To drive towards optimality requires a common funding stream, tighter
management of the process and a set of quality performance goals that carry
incentives and sanctions.
These features are recurrent in the
successful models of integrated care with which McKinsey and Co, a consultancy,
have established in the US, England and Europe. They are similar to what the King’s Fund, a health service
think tank, in London also articulate, though in the NHS integrated care has
not worked as well as hoped. Tough,
but if you want it to work, observe what the ingredients are where it does
work.
The
way forward
Integrated
care is a necessary revision to the current model of disjointed care because
chronic illness is coming to dominate our health care agenda and this cannot be
done with optimal success when components of care are disconnected.
In
moving to PHNs to replace Medicare Locals we can expect a year or more of
disruption due to transitions and it remains to be seen what management
assistance will be provided to the agencies, presumably including private
insurers and existing successful MLs and maybe even LHDs/LHNs that contest to
provide the services of a PHN.
The
positive thing is that the need for integration is clearly recognised as is the
role of the general practitioner.
These are good omens.
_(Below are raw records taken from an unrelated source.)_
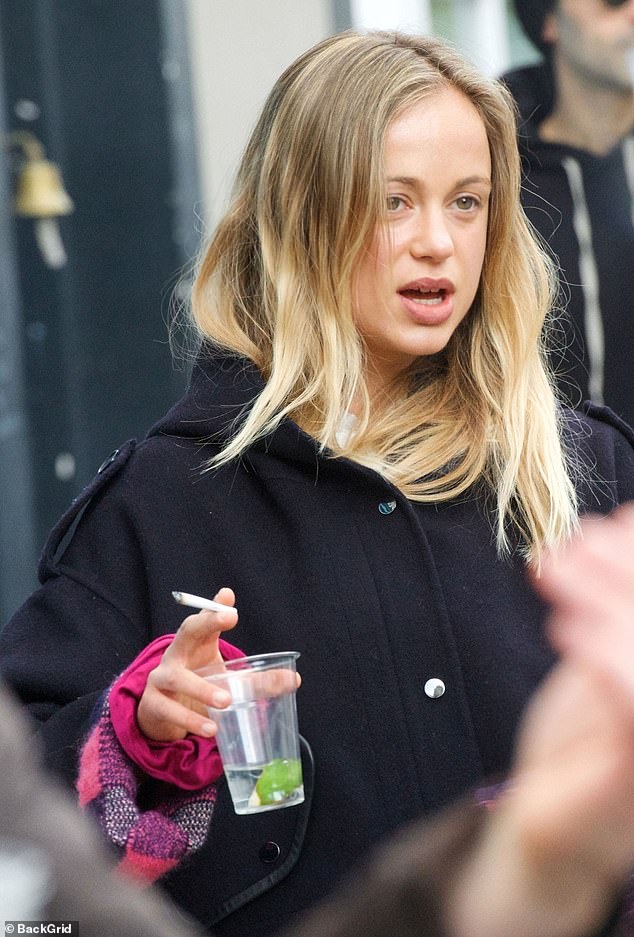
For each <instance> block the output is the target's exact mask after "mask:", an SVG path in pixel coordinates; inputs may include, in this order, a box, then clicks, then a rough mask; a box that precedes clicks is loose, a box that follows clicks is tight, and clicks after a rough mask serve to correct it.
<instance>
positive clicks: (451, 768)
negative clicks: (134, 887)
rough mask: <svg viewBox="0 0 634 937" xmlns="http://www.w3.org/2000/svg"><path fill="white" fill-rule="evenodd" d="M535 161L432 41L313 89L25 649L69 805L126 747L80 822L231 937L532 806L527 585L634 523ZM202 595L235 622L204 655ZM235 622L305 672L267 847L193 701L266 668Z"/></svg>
mask: <svg viewBox="0 0 634 937" xmlns="http://www.w3.org/2000/svg"><path fill="white" fill-rule="evenodd" d="M515 133H516V131H515V118H514V110H513V107H512V105H511V103H510V99H509V96H508V93H507V92H506V91H505V90H504V89H503V88H502V87H501V86H500V85H499V84H497V83H496V82H493V81H489V80H488V79H485V78H483V77H482V76H481V75H480V74H479V73H477V72H476V71H475V70H474V69H473V68H472V67H471V66H470V65H468V64H467V63H466V62H465V61H463V60H462V58H460V57H459V56H458V55H456V53H454V52H453V51H452V50H451V49H449V48H448V47H447V46H445V45H444V44H441V43H439V42H437V41H434V40H431V39H424V38H417V37H412V36H403V35H399V34H393V33H390V34H381V33H377V34H368V35H357V34H341V35H338V36H335V37H333V38H331V39H328V40H326V41H324V42H323V43H321V44H319V45H318V46H316V47H314V48H313V49H311V50H309V51H308V52H307V53H305V54H304V55H303V56H302V57H301V58H300V59H298V60H297V61H296V62H295V63H294V64H293V65H291V66H290V67H289V68H288V70H287V71H286V72H285V73H284V74H283V75H282V77H281V78H280V79H279V81H278V82H277V84H276V85H275V87H274V89H273V91H272V92H271V95H270V97H269V99H268V101H267V103H266V105H265V107H264V110H263V113H262V116H261V118H260V120H259V122H258V123H257V125H256V127H255V129H254V131H253V134H252V137H251V140H250V142H249V144H248V146H247V148H246V151H245V154H244V158H243V160H242V163H241V166H240V168H239V171H238V175H237V180H236V184H235V190H234V195H233V198H232V201H231V204H230V205H229V208H228V211H227V214H226V216H225V218H224V220H223V221H222V222H221V223H220V225H219V227H218V230H217V232H216V233H215V235H214V237H213V238H212V240H211V242H210V244H209V246H208V248H207V249H206V251H205V253H204V255H203V257H202V260H201V263H200V268H199V272H198V277H197V280H196V284H195V288H194V293H193V303H192V313H193V321H194V324H195V327H196V330H197V334H198V336H199V339H200V349H199V353H198V357H197V359H196V362H195V365H194V368H193V373H192V379H191V384H190V387H189V389H188V392H187V394H186V395H185V397H184V398H183V399H182V400H181V401H180V402H178V403H177V404H176V405H175V407H174V408H173V409H172V410H171V411H170V412H169V413H168V414H167V415H166V416H165V417H164V418H163V419H162V420H161V421H160V422H159V423H158V424H157V425H156V426H155V427H154V428H153V429H152V430H151V431H150V433H149V434H148V436H147V437H146V439H144V440H143V441H142V442H141V443H139V444H135V443H133V442H130V443H126V444H125V445H124V446H122V447H121V449H120V450H119V451H118V452H117V453H116V454H114V455H113V457H112V459H111V460H110V461H109V462H108V463H107V464H106V465H105V467H103V470H102V471H101V472H100V473H99V474H98V476H97V478H96V479H95V481H94V483H93V484H92V485H91V486H89V488H88V489H87V490H86V491H85V492H84V493H83V495H82V496H81V497H80V498H79V499H78V500H77V501H76V502H75V504H74V505H73V507H72V508H71V510H70V511H69V512H68V513H67V514H66V515H65V517H64V518H63V519H62V520H61V521H60V523H59V525H58V526H57V527H56V528H55V530H54V532H53V534H52V535H51V538H50V540H49V542H48V544H47V547H46V549H45V553H44V557H43V561H42V569H41V576H42V588H41V589H40V591H39V592H38V593H36V595H34V596H33V598H32V599H31V600H30V601H29V602H28V603H27V604H26V606H25V607H24V608H23V609H22V610H20V611H19V612H18V613H17V615H16V616H15V618H14V619H13V621H12V622H11V623H9V624H8V625H7V627H6V628H5V629H4V631H3V633H2V637H1V639H0V641H1V643H0V653H1V660H2V666H3V668H4V672H5V674H6V677H7V679H8V680H9V682H10V683H11V684H12V685H13V686H14V687H15V688H16V689H17V690H18V692H19V693H20V695H21V696H22V698H23V700H24V701H25V702H27V703H28V704H30V706H31V708H32V711H33V713H34V715H35V716H36V718H38V719H39V720H40V721H41V722H42V734H43V735H44V737H45V739H46V743H47V748H48V751H49V760H50V763H51V764H52V765H53V766H55V767H57V768H58V769H60V770H62V771H63V772H64V773H65V774H66V776H68V777H69V778H72V779H75V777H76V774H77V748H78V744H79V741H80V740H81V739H83V738H84V737H85V736H86V734H87V733H88V732H89V730H90V727H91V726H93V729H92V732H91V733H90V735H89V738H88V741H87V742H86V744H85V746H84V748H83V753H82V757H81V770H80V777H79V788H80V797H81V800H82V802H83V803H85V804H92V806H93V808H94V810H95V812H96V813H97V815H98V817H99V819H100V820H101V823H102V826H103V827H104V829H105V831H106V833H107V835H108V837H109V838H110V839H111V840H112V842H113V843H114V844H115V845H116V846H117V848H118V850H119V852H120V856H121V862H122V865H123V867H124V868H127V869H129V870H130V871H133V872H136V873H137V874H141V875H143V876H144V877H145V878H150V879H152V878H156V877H158V876H161V875H165V884H166V887H167V888H168V889H169V891H170V894H171V895H172V897H173V898H174V899H175V900H176V901H177V903H179V904H181V905H182V906H183V907H184V908H185V909H186V910H187V911H188V912H189V913H190V914H192V915H193V916H194V917H196V918H197V919H198V920H199V921H200V922H201V923H202V924H203V926H205V927H211V926H215V928H216V930H217V932H218V934H220V935H227V937H233V935H235V937H238V935H243V934H246V933H257V934H258V935H261V937H267V935H270V934H272V933H274V932H275V931H276V930H278V929H279V928H280V927H281V926H282V925H283V924H284V923H286V922H287V921H288V920H289V919H290V918H292V916H293V915H295V914H296V913H298V912H300V911H302V910H303V909H305V908H307V907H308V906H310V905H311V904H313V902H314V901H316V900H317V899H318V898H320V897H322V896H323V895H326V894H328V893H329V892H330V890H331V889H332V888H333V886H334V885H335V883H336V882H337V881H338V880H339V879H340V878H341V876H342V875H343V874H344V873H345V872H346V871H347V870H348V869H349V867H350V866H351V864H352V863H353V862H354V861H355V860H356V859H357V858H358V857H359V856H360V855H362V854H363V853H365V851H366V850H367V849H368V848H369V847H371V846H372V844H373V843H374V842H376V841H377V839H378V838H379V837H380V836H382V835H383V834H384V833H387V832H389V831H392V830H395V829H396V828H398V827H400V826H401V825H402V824H404V823H405V822H407V821H409V820H410V819H412V818H413V817H415V816H418V815H420V814H421V813H423V814H424V813H427V812H428V811H430V810H432V809H435V808H437V807H439V806H441V805H444V804H446V803H447V802H449V801H450V800H452V799H454V798H455V797H457V796H460V795H463V794H464V793H465V792H467V791H470V790H473V789H475V788H476V787H477V786H478V785H481V784H482V783H483V782H484V781H485V780H487V779H491V778H499V777H503V776H504V774H505V772H507V771H508V768H509V765H510V762H511V753H512V749H513V736H514V732H515V729H516V726H517V724H518V722H519V719H520V715H521V713H522V710H523V708H524V706H525V703H526V701H527V699H528V698H529V696H530V695H531V693H532V692H533V690H534V689H535V687H536V685H537V684H538V682H539V681H540V680H541V679H542V677H543V676H544V675H545V674H546V672H547V671H548V670H549V669H550V667H551V665H552V663H553V656H554V655H553V651H552V650H551V648H550V645H549V643H548V641H547V640H546V637H545V635H544V629H543V623H544V616H545V606H544V602H543V600H542V599H541V598H539V597H538V596H537V594H536V593H535V592H534V591H533V590H532V588H531V583H530V577H529V576H528V575H527V572H528V571H529V570H530V571H532V573H533V574H535V572H538V571H539V568H540V563H541V560H542V558H543V555H544V551H546V550H550V549H552V548H555V547H557V546H559V545H561V544H563V543H565V542H566V541H567V540H568V539H569V538H570V537H571V535H572V534H573V533H574V532H575V530H576V529H577V527H578V525H579V518H580V516H581V515H582V514H583V513H584V512H585V511H586V510H587V509H589V508H590V509H591V510H592V511H594V512H599V513H603V514H608V513H610V511H611V510H612V509H613V508H614V507H615V506H616V505H617V504H618V503H619V502H621V501H626V500H629V499H631V498H632V497H634V445H633V444H634V440H633V437H632V433H631V431H630V430H629V429H628V427H626V426H625V425H623V424H620V423H619V422H618V420H616V418H614V417H613V416H612V415H611V414H610V413H609V411H606V410H602V409H596V408H591V409H588V410H586V411H584V412H580V413H575V414H573V413H571V412H568V411H566V410H565V409H564V408H563V407H561V406H560V405H559V404H558V402H557V400H556V398H555V395H554V392H553V389H552V386H553V385H552V382H551V379H550V376H549V374H548V373H547V370H546V366H545V363H544V362H545V354H544V348H543V341H544V335H545V334H546V331H545V320H546V314H547V310H548V309H549V308H551V305H552V303H553V293H554V277H553V272H552V270H551V269H550V267H549V265H548V262H547V260H546V259H545V257H544V254H543V253H542V250H541V248H540V247H539V245H538V243H537V242H536V241H535V239H534V237H533V235H532V233H531V231H530V229H529V227H528V225H527V223H526V220H525V217H524V215H523V213H522V210H521V208H520V202H519V191H520V184H521V173H520V164H519V157H518V153H517V147H516V142H515V139H516V137H515ZM221 586H222V587H224V588H222V589H221V590H220V591H216V590H217V589H218V588H219V587H221ZM227 587H230V588H227ZM175 589H176V590H185V591H187V592H191V593H194V594H197V595H202V596H211V595H213V594H214V593H215V594H216V598H217V599H218V601H219V602H221V603H222V604H224V605H226V606H227V609H226V611H224V612H221V613H212V612H201V613H200V614H195V615H190V616H188V617H186V618H185V619H184V621H183V616H182V613H179V608H178V606H176V605H175V603H174V602H173V599H172V595H171V593H172V591H173V590H175ZM234 604H235V605H236V606H237V608H238V610H239V625H238V627H237V629H236V631H235V635H236V638H235V640H236V642H237V643H238V644H239V645H240V649H241V650H242V651H244V652H246V653H254V652H258V651H271V650H285V649H288V648H290V647H293V648H296V649H297V650H299V651H300V652H301V655H302V657H301V670H302V678H303V683H302V688H301V691H300V693H299V694H298V706H299V720H300V726H301V731H302V735H303V736H304V738H305V740H306V744H305V746H304V778H305V787H306V793H307V797H306V800H305V802H304V803H303V804H302V805H297V806H294V807H291V808H288V809H285V810H278V811H272V812H270V813H266V814H263V815H260V816H256V817H236V816H235V815H234V814H233V811H232V808H231V806H230V802H229V797H228V793H227V789H226V785H225V782H224V779H223V778H222V776H221V765H219V764H218V757H217V755H216V754H215V752H214V742H213V736H214V733H215V730H216V727H215V725H214V723H213V722H211V721H210V720H209V718H208V717H207V715H206V714H205V712H206V710H205V704H213V703H214V702H220V701H219V700H217V699H216V698H215V696H214V691H213V689H212V688H211V687H210V685H209V684H207V683H206V682H204V681H203V680H202V679H201V678H200V677H199V676H198V675H197V674H195V673H194V671H195V670H196V669H197V668H198V667H200V666H202V665H203V664H205V663H207V662H208V661H210V660H214V659H218V658H220V657H223V656H227V655H232V654H236V653H240V651H236V649H235V648H234V647H232V646H231V645H229V644H227V643H226V642H224V641H222V640H220V638H219V635H220V634H221V633H222V632H226V631H227V630H229V629H231V628H233V627H234V626H235V625H236V622H237V619H238V613H237V612H236V609H235V608H234V607H233V606H234ZM179 626H180V627H179ZM122 671H123V675H122V676H121V677H118V675H119V674H121V673H122ZM113 681H114V682H113ZM97 704H98V705H97ZM96 705H97V710H96V711H95V706H96ZM141 808H144V809H141Z"/></svg>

I do
not know what process the federal government proposes to use to implement its
approach to PHNs – we can only wait and see. This is not an era in our political history where policy –
either its formation or action that might be based on it – is obvious or
strong. But we can hope that gains
made by many fledgling MLs will not be lost.
A
call to action in the July 26 edition of the Lancet is especially apposite. “Primary care needs to be reshaped to truly function as the
most important pillar for people-centred health and well-being in the 21st
century. Primary care leadership needs to wake up and start a revolution.”